# New chicks!



## chickenlover118 (Feb 16, 2013)

On March 3rd 2013 we got 4 black jersey giants and 4 amberlinks!They were sooooooo adorable! Yesterday(March 9th 2013) we found out there were barred rocks for sale! We were happy cuz those were the kind we were trying to get all along! We already had 8 and that was a lot for us! Now today (march10th 2013) we got 3 barred rocks and 3 red pullets!
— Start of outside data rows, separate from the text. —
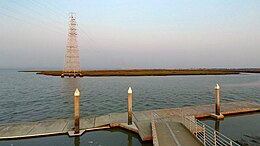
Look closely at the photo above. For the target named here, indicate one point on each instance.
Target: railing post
(130, 112)
(196, 127)
(76, 111)
(204, 135)
(190, 125)
(215, 138)
(217, 99)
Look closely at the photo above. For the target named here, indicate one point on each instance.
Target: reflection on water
(111, 137)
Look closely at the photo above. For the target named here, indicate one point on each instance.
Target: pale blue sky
(132, 33)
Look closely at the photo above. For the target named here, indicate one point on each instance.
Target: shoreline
(149, 72)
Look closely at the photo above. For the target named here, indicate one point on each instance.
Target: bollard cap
(77, 93)
(217, 87)
(130, 90)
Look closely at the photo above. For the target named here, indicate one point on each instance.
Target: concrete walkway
(141, 120)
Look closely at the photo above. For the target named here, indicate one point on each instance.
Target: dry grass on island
(153, 72)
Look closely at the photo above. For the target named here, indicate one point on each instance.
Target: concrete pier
(141, 121)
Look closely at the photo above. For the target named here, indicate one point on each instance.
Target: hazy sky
(132, 33)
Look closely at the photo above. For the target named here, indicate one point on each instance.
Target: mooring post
(130, 112)
(76, 111)
(217, 99)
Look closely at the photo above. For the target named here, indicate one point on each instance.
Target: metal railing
(205, 134)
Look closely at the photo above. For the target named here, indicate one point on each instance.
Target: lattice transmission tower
(72, 59)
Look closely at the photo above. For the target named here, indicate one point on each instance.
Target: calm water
(29, 97)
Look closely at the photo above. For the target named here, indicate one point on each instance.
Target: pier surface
(141, 122)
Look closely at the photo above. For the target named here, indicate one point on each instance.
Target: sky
(132, 34)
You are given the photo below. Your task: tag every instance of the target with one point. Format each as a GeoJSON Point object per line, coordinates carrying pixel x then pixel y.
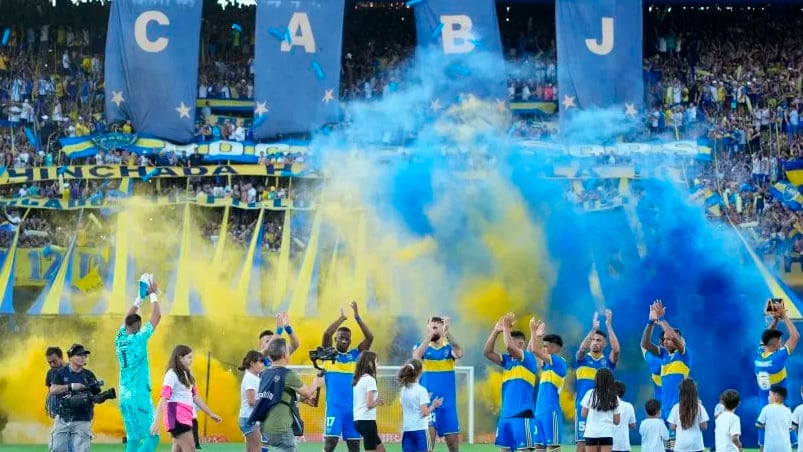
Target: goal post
{"type": "Point", "coordinates": [389, 416]}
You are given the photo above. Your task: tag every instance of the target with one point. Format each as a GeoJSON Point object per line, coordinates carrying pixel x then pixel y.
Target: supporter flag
{"type": "Point", "coordinates": [459, 42]}
{"type": "Point", "coordinates": [599, 56]}
{"type": "Point", "coordinates": [794, 171]}
{"type": "Point", "coordinates": [298, 47]}
{"type": "Point", "coordinates": [787, 194]}
{"type": "Point", "coordinates": [152, 66]}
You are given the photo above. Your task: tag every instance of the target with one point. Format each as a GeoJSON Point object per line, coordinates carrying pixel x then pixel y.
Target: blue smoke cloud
{"type": "Point", "coordinates": [651, 243]}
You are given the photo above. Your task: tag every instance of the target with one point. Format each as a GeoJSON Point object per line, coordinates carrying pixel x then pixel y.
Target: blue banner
{"type": "Point", "coordinates": [298, 48]}
{"type": "Point", "coordinates": [599, 56]}
{"type": "Point", "coordinates": [460, 40]}
{"type": "Point", "coordinates": [152, 66]}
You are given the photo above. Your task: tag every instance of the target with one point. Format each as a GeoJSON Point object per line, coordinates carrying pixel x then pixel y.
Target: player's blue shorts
{"type": "Point", "coordinates": [340, 422]}
{"type": "Point", "coordinates": [515, 433]}
{"type": "Point", "coordinates": [548, 428]}
{"type": "Point", "coordinates": [444, 419]}
{"type": "Point", "coordinates": [138, 417]}
{"type": "Point", "coordinates": [579, 425]}
{"type": "Point", "coordinates": [415, 441]}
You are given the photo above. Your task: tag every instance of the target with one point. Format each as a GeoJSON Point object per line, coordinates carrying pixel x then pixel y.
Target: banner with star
{"type": "Point", "coordinates": [459, 41]}
{"type": "Point", "coordinates": [151, 66]}
{"type": "Point", "coordinates": [599, 56]}
{"type": "Point", "coordinates": [297, 65]}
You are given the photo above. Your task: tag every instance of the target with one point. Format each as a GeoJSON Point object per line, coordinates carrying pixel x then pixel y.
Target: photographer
{"type": "Point", "coordinates": [55, 359]}
{"type": "Point", "coordinates": [279, 416]}
{"type": "Point", "coordinates": [71, 430]}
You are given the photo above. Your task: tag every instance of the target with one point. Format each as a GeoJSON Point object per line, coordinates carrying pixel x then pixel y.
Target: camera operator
{"type": "Point", "coordinates": [55, 359]}
{"type": "Point", "coordinates": [277, 415]}
{"type": "Point", "coordinates": [71, 430]}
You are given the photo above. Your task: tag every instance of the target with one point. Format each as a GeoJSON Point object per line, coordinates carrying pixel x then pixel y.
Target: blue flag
{"type": "Point", "coordinates": [298, 48]}
{"type": "Point", "coordinates": [599, 56]}
{"type": "Point", "coordinates": [152, 66]}
{"type": "Point", "coordinates": [460, 41]}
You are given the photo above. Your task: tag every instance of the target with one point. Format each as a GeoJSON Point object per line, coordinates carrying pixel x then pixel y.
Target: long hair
{"type": "Point", "coordinates": [251, 357]}
{"type": "Point", "coordinates": [366, 365]}
{"type": "Point", "coordinates": [410, 372]}
{"type": "Point", "coordinates": [689, 403]}
{"type": "Point", "coordinates": [604, 397]}
{"type": "Point", "coordinates": [183, 373]}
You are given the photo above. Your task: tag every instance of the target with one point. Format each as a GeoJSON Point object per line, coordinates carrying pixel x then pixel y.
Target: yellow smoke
{"type": "Point", "coordinates": [365, 256]}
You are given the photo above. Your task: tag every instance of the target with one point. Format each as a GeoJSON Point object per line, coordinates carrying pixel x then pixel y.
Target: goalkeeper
{"type": "Point", "coordinates": [131, 345]}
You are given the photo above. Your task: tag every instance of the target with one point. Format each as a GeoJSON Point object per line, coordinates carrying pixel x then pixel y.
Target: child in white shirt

We had to get 6 because the minimum was 6!now we are such a nice happy family! 
Total chicks: 15!

P.S. if any of these become roosters we have to give them away immediately!


----------



## OliviaE (Feb 16, 2013)

Aw so cute!! I love them when they r little  looks like u got a good bunch  GOOD LUCK


----------



## chickenlover118 (Feb 16, 2013)

Awwww thank you! I think so too!


----------



## OliviaE (Feb 16, 2013)

Yes I can't wait till I get my babies


----------



## 7chicks (Jun 29, 2012)

Sooo cute and fuzzy! Love those baby stages, and the adolescent, and the adult. Okay, so I just love them period!!!


----------



## Energyvet (Jul 25, 2012)

So glad you're happy. I was told I have a buff orp but I'm pretty sure they lied. She's so small.


----------